Koşuyordum. Birkaç kez tökezledim, sonunda nefes nefese durup bir ağaca yaslandım ve yavaş yavaş ağacın dibine kaydım. Sadece birazcık dinlen, diye düşündüm. Sadece beş dakika.
Başımı dizlerimin arasına gömdüm. Nasıl izin verdim beni kandırmalarına? Aptal da değildim ki. Çok kısa bir süre önce onların yanında yer aldığıma ve onların cinnetini paylaştığıma inanamıyordum.

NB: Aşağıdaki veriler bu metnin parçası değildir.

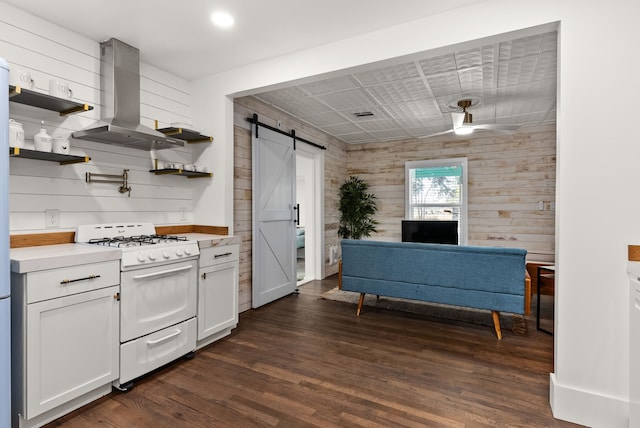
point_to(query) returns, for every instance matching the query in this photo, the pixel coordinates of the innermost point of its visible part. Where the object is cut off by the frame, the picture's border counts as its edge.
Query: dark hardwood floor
(304, 361)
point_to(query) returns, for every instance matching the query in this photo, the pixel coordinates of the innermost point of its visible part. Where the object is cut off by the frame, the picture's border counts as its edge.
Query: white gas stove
(158, 295)
(140, 244)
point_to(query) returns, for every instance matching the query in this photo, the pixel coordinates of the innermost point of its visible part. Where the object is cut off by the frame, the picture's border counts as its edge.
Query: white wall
(47, 52)
(595, 220)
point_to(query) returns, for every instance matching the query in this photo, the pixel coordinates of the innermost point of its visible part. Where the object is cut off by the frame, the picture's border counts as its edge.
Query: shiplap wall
(47, 51)
(334, 176)
(508, 176)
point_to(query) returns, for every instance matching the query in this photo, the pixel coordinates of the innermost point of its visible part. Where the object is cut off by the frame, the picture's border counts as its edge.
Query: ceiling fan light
(463, 130)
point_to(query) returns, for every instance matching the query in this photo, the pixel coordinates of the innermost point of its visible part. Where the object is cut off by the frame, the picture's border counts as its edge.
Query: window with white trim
(437, 190)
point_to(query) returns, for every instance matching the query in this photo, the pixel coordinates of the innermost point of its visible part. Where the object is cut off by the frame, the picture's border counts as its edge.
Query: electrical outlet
(52, 218)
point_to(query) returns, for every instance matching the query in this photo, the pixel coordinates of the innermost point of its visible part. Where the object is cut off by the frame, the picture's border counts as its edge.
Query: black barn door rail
(291, 134)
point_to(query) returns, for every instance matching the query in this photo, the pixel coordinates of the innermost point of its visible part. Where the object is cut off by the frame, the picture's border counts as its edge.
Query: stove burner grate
(136, 241)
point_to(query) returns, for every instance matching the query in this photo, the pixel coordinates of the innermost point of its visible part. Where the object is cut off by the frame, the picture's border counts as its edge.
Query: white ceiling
(178, 36)
(512, 81)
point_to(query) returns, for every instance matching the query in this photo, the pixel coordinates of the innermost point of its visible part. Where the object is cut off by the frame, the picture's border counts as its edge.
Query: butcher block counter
(207, 240)
(30, 259)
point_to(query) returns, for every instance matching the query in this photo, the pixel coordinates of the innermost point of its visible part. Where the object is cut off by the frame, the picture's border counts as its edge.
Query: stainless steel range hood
(120, 103)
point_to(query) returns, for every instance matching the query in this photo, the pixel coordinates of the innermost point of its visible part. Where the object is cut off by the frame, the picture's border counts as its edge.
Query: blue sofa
(488, 278)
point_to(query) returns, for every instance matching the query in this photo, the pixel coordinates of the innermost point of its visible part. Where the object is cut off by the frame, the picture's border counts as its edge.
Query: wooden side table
(548, 272)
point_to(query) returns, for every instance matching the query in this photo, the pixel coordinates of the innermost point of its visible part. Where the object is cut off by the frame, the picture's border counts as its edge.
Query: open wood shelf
(47, 156)
(188, 174)
(35, 99)
(186, 134)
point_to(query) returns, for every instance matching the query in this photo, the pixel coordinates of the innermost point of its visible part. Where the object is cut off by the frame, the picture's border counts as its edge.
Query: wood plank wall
(508, 176)
(334, 176)
(47, 51)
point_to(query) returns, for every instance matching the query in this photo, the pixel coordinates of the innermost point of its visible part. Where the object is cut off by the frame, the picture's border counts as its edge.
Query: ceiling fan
(463, 122)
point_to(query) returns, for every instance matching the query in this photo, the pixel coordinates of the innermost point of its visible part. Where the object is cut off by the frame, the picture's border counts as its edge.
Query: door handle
(152, 342)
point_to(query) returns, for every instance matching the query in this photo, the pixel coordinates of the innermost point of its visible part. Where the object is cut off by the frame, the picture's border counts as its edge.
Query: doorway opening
(310, 230)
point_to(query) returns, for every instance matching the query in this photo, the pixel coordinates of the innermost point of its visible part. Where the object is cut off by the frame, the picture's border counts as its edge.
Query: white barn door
(274, 177)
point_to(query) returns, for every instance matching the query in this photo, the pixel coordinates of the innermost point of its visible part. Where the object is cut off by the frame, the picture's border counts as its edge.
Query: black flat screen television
(430, 231)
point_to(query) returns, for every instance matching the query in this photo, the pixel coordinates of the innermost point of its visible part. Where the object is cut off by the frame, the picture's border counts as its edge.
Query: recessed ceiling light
(222, 19)
(463, 130)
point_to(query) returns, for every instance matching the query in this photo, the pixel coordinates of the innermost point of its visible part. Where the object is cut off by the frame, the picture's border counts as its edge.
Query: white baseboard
(587, 407)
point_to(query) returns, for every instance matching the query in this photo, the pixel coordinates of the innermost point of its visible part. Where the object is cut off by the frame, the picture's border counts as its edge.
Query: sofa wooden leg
(496, 323)
(360, 302)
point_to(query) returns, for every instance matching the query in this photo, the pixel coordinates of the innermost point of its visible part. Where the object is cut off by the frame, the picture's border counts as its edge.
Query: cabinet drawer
(216, 255)
(154, 350)
(52, 283)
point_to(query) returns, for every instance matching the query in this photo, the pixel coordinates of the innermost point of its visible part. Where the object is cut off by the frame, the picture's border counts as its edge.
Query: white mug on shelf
(60, 89)
(16, 134)
(22, 78)
(60, 145)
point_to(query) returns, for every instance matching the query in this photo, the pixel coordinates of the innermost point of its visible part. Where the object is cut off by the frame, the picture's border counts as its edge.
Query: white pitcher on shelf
(42, 140)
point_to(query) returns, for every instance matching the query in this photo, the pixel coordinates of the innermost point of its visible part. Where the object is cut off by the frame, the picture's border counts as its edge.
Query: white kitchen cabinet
(217, 292)
(65, 339)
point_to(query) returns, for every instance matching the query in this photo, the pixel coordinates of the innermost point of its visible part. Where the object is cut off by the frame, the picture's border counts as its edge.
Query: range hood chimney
(120, 103)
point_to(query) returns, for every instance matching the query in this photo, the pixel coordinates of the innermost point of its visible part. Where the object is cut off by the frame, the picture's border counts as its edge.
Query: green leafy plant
(357, 208)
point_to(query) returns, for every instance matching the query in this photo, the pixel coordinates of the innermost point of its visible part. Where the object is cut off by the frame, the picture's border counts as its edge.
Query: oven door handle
(162, 339)
(164, 272)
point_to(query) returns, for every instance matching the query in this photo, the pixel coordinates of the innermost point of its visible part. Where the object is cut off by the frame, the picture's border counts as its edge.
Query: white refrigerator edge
(5, 287)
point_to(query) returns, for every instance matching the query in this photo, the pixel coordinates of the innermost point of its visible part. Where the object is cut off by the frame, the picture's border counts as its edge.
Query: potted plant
(357, 208)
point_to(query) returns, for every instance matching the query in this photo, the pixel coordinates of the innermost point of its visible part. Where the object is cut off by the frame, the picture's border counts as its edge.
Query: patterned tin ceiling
(511, 83)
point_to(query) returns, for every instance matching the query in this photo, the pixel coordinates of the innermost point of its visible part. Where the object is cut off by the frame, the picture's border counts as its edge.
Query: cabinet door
(72, 347)
(217, 299)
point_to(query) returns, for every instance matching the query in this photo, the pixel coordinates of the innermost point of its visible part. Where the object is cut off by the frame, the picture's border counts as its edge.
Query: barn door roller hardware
(112, 178)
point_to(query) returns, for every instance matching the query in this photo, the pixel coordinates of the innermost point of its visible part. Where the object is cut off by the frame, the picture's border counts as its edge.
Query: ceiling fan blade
(457, 118)
(496, 127)
(437, 133)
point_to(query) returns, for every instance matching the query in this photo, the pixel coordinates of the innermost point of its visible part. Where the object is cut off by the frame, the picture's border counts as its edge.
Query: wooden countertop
(206, 240)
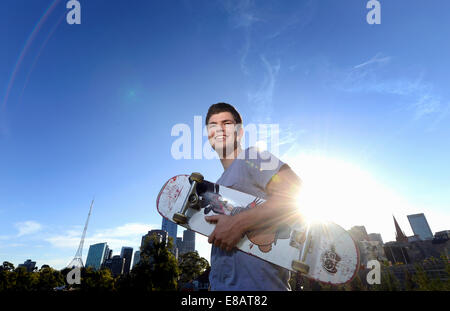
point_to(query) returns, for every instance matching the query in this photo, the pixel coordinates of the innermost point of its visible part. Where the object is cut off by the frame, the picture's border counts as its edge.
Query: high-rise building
(179, 245)
(126, 253)
(160, 235)
(171, 229)
(188, 241)
(136, 258)
(400, 236)
(420, 226)
(29, 265)
(96, 255)
(359, 233)
(115, 264)
(375, 237)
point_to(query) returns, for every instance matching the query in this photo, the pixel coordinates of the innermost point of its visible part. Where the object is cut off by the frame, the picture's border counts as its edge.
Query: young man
(243, 170)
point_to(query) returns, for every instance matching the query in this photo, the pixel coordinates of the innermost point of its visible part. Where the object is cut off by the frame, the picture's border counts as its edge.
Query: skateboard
(323, 252)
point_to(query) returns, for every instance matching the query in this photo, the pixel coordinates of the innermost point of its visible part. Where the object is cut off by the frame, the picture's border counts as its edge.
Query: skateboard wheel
(179, 218)
(197, 177)
(299, 266)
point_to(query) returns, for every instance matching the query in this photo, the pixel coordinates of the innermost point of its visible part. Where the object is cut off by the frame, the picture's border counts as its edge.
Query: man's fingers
(211, 238)
(212, 219)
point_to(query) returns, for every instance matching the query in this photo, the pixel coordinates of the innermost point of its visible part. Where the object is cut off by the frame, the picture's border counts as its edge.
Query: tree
(96, 281)
(48, 279)
(191, 266)
(157, 269)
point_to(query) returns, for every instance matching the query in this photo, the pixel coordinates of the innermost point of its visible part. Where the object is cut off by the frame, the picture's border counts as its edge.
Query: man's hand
(227, 233)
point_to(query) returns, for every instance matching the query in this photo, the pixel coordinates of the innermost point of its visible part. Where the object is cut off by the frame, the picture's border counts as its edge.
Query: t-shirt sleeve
(262, 166)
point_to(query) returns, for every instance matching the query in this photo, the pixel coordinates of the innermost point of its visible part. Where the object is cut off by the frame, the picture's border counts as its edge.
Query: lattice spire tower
(77, 261)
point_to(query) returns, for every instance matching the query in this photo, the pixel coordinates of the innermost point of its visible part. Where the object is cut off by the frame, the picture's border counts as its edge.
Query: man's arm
(280, 206)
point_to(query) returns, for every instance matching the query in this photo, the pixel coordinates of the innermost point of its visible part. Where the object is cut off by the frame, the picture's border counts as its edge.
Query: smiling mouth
(220, 137)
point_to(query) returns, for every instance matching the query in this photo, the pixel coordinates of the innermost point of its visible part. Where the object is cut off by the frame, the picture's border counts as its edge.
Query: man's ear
(239, 131)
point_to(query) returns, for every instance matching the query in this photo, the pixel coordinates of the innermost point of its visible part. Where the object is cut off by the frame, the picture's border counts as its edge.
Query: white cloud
(129, 234)
(27, 227)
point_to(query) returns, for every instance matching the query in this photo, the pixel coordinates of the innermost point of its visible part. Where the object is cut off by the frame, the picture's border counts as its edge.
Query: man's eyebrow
(223, 121)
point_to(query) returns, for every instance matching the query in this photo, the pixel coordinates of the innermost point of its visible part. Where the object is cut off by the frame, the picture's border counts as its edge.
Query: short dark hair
(223, 107)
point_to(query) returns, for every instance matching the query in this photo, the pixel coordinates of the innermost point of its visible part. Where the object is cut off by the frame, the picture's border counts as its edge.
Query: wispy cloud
(374, 60)
(419, 97)
(27, 227)
(262, 97)
(125, 235)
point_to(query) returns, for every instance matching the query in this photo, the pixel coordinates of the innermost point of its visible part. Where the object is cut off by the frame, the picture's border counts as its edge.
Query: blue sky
(363, 110)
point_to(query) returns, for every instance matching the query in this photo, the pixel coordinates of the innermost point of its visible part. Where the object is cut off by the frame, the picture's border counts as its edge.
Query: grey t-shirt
(237, 270)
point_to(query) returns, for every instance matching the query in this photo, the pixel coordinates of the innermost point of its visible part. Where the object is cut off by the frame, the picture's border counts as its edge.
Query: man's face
(223, 134)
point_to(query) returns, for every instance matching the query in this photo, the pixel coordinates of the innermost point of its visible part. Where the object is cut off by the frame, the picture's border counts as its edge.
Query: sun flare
(341, 192)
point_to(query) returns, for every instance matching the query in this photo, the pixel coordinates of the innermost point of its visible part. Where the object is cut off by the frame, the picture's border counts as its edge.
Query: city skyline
(370, 236)
(360, 111)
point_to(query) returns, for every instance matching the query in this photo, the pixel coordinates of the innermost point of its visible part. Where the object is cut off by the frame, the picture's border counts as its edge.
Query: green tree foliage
(96, 281)
(48, 279)
(191, 266)
(157, 269)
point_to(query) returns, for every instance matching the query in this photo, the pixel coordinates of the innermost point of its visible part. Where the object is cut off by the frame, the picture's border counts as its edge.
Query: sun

Almanya’nın doğusunda bir köyde, insanlar birbirinden kopuk, gelecekten beklentisiz, kül rengi bir rutin içinde sürdürüyorlardı hayatlarını. Siyasetten uzak, verimsiz yakınmalar içinde, tutunacak anlamlı şeylerin eksikliği içinde yaşıyorlardı. Altı yabancının gelişiyle, unutulmuş değerler ve ilişkiler yeniden canlanırken, herkesin yüzüne renk gelirken, sinsi bir şekilde köye sızan tehdidin kimse farkına varamadı. Bir sanatçi hariç... Yoksa her şey için geç mi kalınmıştı?..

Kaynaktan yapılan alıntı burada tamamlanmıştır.